Quando estava no grupo escolar, e isso já faz um bom tempo, a mais importante lição de moral passada pelas professoras era: “ todos nós temos direitos que vão até onde começam os direitos dos outros”. Para nós, nikkeis, isso não era novidade uma vez que nossos pais sempre nos orientaram para agir de forma a não prejudicar os outros. E durante muito tempo a maioria das pessoas agia segundo esta filosofia, o que tornava o relacionamento das pessoas muito mais harmonioso.

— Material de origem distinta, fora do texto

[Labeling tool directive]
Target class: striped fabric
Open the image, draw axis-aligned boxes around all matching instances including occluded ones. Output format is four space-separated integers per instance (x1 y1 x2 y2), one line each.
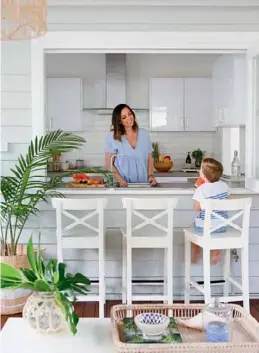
197 192 228 221
193 181 228 233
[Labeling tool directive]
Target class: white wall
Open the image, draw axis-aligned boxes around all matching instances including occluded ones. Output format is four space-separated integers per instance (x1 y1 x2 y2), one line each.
46 54 217 168
0 7 259 298
0 6 259 175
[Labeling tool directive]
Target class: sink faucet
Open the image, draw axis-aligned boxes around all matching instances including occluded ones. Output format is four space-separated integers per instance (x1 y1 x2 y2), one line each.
110 153 143 180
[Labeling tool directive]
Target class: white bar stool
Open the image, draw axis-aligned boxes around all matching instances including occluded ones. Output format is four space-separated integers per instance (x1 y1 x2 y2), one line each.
184 198 252 312
52 198 108 318
122 198 178 304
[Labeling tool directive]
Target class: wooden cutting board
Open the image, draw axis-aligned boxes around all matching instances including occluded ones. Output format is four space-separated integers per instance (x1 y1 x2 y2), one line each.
67 182 105 189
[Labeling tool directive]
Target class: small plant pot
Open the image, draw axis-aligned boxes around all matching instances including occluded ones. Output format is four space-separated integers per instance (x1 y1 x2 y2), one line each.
22 292 65 333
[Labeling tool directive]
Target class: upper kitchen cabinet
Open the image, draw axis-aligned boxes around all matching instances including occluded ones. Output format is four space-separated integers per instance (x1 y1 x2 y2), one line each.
149 78 184 131
212 55 246 127
184 78 215 131
46 78 82 132
149 78 215 131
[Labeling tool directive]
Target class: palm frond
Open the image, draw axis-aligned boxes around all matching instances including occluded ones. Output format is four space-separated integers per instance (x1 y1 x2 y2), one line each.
1 130 85 255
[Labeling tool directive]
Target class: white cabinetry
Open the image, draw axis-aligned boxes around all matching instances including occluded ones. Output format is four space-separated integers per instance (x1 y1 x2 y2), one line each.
149 78 214 131
149 78 184 131
46 78 82 132
184 78 215 131
212 55 246 126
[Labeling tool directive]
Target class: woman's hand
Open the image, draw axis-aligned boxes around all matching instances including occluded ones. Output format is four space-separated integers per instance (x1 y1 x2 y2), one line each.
119 178 128 187
148 175 157 186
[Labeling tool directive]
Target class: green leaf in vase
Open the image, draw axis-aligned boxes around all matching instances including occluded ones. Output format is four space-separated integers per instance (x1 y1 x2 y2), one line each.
34 279 52 292
0 262 22 281
27 237 39 278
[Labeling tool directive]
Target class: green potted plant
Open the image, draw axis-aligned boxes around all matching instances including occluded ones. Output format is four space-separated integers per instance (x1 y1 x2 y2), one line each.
0 237 90 335
192 148 206 168
0 130 85 314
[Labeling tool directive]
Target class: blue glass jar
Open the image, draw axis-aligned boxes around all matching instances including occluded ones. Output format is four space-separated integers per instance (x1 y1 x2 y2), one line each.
202 298 233 343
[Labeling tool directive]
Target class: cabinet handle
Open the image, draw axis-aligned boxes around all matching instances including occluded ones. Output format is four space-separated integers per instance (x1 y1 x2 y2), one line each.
185 118 189 128
181 118 184 130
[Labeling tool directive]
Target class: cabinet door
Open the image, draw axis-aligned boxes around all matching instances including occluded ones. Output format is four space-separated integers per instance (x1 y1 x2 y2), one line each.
149 78 184 131
47 78 82 131
184 78 215 131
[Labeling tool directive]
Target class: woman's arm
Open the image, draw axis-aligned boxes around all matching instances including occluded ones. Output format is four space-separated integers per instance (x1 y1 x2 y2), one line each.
105 153 128 186
147 153 157 185
193 201 201 211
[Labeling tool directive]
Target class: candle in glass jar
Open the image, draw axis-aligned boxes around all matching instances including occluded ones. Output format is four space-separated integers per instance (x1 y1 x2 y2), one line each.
206 321 229 342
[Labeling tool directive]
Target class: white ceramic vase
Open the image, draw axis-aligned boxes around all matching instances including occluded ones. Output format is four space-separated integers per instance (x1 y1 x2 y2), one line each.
23 292 65 333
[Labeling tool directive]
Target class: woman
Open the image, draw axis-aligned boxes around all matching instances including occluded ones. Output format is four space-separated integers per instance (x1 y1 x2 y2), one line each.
105 104 156 186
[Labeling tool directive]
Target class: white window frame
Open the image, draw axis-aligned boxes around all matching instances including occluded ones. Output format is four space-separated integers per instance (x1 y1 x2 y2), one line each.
31 31 259 192
246 40 259 194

Pois é, mas os tempos são outros. A ultra valorização da vulgaridade estimulada pela mídia somada ao egoísmo desenfreado, acabaram sepultando a solidariedade, o espírito coletivo e a gentileza. Hoje, a grande maioria dos brasileiros vive na base do “primeiro o meu, segundo o meu e terceiro o meu também”. Não existe a mínima preocupação com o direito alheio, se puder levar qualquer tipo de vantagem o brasileiro pisa até na mãe (aliás, nunca tantos filhos mataram tantos pais e nunca tantos pais deserdaram tantos filhos). Não dá para precisar exatamente quando começou o processo desta derrocada moral, mas certamente foi durante a ditadura militar. Para que o povo não se ligasse nos desmandos que praticavam, os militares censuravam livros, músicas, revistas e filmes sérios e começaram a incentivar a produção de filmes pornô-eróticos, novelas degradantes e tudo mais que enlameasse a ética e a moral. E em todos os enredos, quem fosse gentil e honesto acabava se dando mal, os safados é que eram valorizados. Como resultado dessa lavagem cerebral, o brasileiro ficou muito mais egoísta e muito mais materialista. Nos anos 70 do século passado ficou famosa a frase do ex- jogador Gerson em um comercial de TV, no qual ele dizia: ”tem que levar vantagem em tudo, certo?” Isso retratava bem um processo que se iniciava e era estimulado pelos militares e pelos que detinham o poder econômico. E daí em diante a coisa foi piorando chegando ao deplorável padrão de relacionamento entre as pessoas que temos hoje. A vida, principalmente nas grandes cidades brasileiras, tornou-se uma guerra, onde todos são inimigos de todos, onde um simples atravessar de rua ou mesmo uma viagem de metrô ou ônibus, tornam se disputas para ver quem leva mais vantagem. Para não perder cinco segundos, motoristas avançam sobre pedestres e pensando apenas no próprio conforto, jovens saudáveis não cedem lugares para idosos, gestantes e deficientes. E este tipo de procedimento se repete em todos os lugares e em todas as ocasiões e em todas as classes sociais. O mais grave é que a grande maioria dos que estão no poder, seja no executivo, no legislativo ou no judiciário, faz tudo pensando apenas no seu próprio benefício. Mas somos nós os culpados, afinal, os políticos estão lá com o nosso. Uma vez instalados no poder fazem conchavos com o judiciário, de forma a manterem todas as benesses e as mordomias custeadas com dinheiro público.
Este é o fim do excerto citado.